We can determine noise in a way so that repeated queries will always return the exactly same noisy output, avoiding any additional leakage through repeated queries. For example, we might change our prediction function:
saved_anonymized_results = {}
def predict(input):
if input not in saved_anonymized_results:
true_result = model(input)
saved_anonymized_results[input] = noise() * std_deviation + true_result
return saved_anonymized_results[input]
This would lead to an empirical output distribution like the following, i.e. a delta distribution:
frequency
^ =
| =
| =
| =
| =
+------------------> output
There are still some issues with this.
For example, it might require a substantial amount of storage over the lifetime of the model.

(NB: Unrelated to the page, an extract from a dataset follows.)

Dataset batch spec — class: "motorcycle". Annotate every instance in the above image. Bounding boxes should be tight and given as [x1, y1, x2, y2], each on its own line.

This can perhaps be mitigated by using the input as a seed for a random number generator that samples the noise.
More importantly, if similar input values can be expected to have similar output values, then we could still recover the output distribution for an input by sampling nearby inputs (e.g. predict(input + epsilon) for many small but distinct values for epsilon). Note that neural networks generally have exactly this property, since they operate on real numbers and must use differentiable activation functions for efficient training.
All of this illustrates that trying to determine a query's true sensitivity can be quite challenging unless that query is carefully designed. So while we could add noise afterwards to the output of a model, DP-SGD gives us tight bounds on sensitivity, and correspondingly allows us to get by with less noise than some other approaches.